I used to, I'm a huge advocate for travelling alone. Now I travel with Albert or my best friend, Kacy. I think everyone, especially young people, should travel solo if the opportunity comes up. I will again soon...

"I think everyone, especially young people, should travel solo if the opportunity comes up."

What was the soundtrack to your Vietnam trip? 

It was a total mixed bag. From pool-side Coltrane, to Rhianna playing in the mini marts. I didn’t listen to music a lot because we were always on the move. Hotel down-time was spent listening to Melbourne bands Peak Twins and Champion Racehorse and some random 90’s hip hop that popped up. On the trains I listened to podcasts, and other people's Skype calls.


What excites you about photography? 

Lots of things. I’m excited when I get a download link from Hilvale with my new unseen scans! Hmm, sneaking up behind strangers and snapping their vibe before they turn around and yell at me. The mild panic I get when I see something astounding on the street and have to act natural and quickly snap it with my camera in the correct settings but usually miss it and walk away kicking myself. I like the feeling when you occasionally come across someone else's photos and their view is so in-line with your own, and you feel a real connection through that person's eye.


"I like the feeling when you occasionally come across someone else's photos and their view is so in-line with your own"


We are keen to know a bit more about life in your adopted city Melbourne. What excites you most about Melbourne?

Melbourne is really entertaining when you’re in the mood for it. There’s just so much on, even in the depths of winter. Thursday, Friday and Saturday nights you’re usually spoilt for choice in regards to seeing music, going to art shows, cheap movie nights, markets etc. The longer you stay here the more little pockets of activity you find going on, and more interesting people come out of these places. I guess knowing that I’ll never get to the bottom of it is a really humbling and enlightening way to live. 


Are you managing to make a living from photography in Melbourne? 

I definitely don’t make a living from Photography. I don’t do commercial work very often or at all. But I’m genuinely happy when I sell a photobook or a print to someone who is excited to see it.


Big city living can be draining - Where do you head to escape the daily grind? 

I luckily don’t have to spend much time in the city! Occasionally I work in the city but I can still find the fun in that. Best place to go for a quick escape is a friends house for a glass of wine on the balcony or watch a good movie in bed. I’ve recently started baking my own sourdough bread so that’s a really relaxing and rewarding thing to distract you. On a day off I love to hop on the train up the peninsular with a book and spend the day in a different area by the beach, where I won’t bump into anyone haha.


Digital or film? 

Film for me

Any tips for young photographers starting out?

Follow strangers, just don’t get into their car at the end.

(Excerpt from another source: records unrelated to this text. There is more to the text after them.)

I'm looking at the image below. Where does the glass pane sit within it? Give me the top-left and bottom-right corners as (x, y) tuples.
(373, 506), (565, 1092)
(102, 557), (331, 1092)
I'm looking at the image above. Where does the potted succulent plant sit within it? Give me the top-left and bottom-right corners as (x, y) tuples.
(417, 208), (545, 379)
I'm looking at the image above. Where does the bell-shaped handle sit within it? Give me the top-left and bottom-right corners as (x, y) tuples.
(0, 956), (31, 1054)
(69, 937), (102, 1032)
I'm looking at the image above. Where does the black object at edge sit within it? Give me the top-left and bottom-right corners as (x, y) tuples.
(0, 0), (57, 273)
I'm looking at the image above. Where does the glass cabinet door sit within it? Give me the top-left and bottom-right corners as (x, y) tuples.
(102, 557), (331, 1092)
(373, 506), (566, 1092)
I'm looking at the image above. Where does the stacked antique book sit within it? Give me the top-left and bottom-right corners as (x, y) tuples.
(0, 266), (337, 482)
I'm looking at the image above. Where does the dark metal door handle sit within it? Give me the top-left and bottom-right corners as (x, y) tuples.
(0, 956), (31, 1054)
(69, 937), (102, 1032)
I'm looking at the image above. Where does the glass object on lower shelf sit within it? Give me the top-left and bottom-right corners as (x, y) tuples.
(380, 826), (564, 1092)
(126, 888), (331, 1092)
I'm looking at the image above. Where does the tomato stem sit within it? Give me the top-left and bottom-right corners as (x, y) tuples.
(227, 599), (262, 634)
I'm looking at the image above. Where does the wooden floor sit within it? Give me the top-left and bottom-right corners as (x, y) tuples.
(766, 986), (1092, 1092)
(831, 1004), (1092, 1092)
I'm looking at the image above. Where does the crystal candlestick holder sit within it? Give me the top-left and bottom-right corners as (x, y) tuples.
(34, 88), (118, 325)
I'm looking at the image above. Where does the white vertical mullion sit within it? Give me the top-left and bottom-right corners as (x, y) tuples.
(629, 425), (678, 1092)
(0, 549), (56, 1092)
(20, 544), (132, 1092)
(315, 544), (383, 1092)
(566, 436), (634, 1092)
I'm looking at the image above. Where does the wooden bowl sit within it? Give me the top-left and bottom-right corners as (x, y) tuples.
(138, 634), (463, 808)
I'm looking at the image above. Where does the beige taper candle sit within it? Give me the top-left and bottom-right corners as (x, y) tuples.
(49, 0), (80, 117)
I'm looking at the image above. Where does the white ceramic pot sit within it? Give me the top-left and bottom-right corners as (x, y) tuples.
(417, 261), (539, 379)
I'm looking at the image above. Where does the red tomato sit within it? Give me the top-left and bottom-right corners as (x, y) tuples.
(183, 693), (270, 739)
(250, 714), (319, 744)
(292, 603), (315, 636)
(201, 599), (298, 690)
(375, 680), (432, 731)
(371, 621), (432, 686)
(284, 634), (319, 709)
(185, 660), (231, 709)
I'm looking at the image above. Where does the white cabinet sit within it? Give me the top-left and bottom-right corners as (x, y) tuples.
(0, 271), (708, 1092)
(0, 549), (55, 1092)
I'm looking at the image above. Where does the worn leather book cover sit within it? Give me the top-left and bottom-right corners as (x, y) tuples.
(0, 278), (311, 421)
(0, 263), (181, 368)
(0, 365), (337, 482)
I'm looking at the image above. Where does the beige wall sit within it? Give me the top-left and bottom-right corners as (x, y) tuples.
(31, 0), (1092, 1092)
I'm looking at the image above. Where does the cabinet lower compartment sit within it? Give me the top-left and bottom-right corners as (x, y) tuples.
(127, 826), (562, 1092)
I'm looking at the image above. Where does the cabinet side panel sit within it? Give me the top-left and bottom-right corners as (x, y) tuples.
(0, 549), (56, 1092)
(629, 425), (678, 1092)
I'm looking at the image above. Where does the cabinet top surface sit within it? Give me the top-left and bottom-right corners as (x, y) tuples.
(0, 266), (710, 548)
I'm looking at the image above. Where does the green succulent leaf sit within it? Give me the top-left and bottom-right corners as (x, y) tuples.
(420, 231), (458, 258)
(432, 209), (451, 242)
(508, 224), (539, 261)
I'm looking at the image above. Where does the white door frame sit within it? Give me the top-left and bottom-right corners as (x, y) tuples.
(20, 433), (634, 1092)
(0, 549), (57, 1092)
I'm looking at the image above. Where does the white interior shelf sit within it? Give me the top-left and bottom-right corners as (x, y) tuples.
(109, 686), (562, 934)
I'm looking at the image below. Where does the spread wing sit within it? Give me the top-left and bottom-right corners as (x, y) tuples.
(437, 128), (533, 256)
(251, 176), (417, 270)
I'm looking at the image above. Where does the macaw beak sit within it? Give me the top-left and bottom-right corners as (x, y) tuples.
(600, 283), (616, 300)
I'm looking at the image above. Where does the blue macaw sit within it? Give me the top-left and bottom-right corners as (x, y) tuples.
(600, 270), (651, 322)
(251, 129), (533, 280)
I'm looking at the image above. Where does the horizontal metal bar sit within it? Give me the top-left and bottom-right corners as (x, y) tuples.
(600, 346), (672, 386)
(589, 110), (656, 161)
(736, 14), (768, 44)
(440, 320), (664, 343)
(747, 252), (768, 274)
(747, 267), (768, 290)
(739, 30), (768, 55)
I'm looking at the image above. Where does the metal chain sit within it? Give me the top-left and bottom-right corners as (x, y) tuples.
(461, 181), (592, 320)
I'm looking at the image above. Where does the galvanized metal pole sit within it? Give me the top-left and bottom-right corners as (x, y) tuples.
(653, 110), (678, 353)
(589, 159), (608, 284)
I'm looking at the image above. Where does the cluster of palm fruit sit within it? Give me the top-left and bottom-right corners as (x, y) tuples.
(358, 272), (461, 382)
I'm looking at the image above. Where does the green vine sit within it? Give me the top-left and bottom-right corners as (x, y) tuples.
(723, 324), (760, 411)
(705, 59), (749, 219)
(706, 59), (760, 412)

"Follow strangers, just don’t get into their car at the end."


What do you miss most about NZ? 

Seeing my dear friends, my family on a good day, the relaxed pace of the city, walking anywhere in Wellington takes you 20 minutes, being indoors when a random storm rolls in out of nowhere, driving over the Rimutaka Ranges and feeling lucky to be alive on the other side, staying at a tiny beach cabin for the weekend and forgetting the laptop but remembering the wine, swimming in waves… Damn, take me back!


Any upcoming projects you’ve been working on?

Yes, I’ve got a solo show coming up next month which is also a book launch under the same title, 'I Want This Life and Another'. I’m really excited about the book. It’s something I’ve never done before and I’m nervous, scared and excited haha. The show is opening on Friday 17th August at Offsite Gallery, Fitzroy.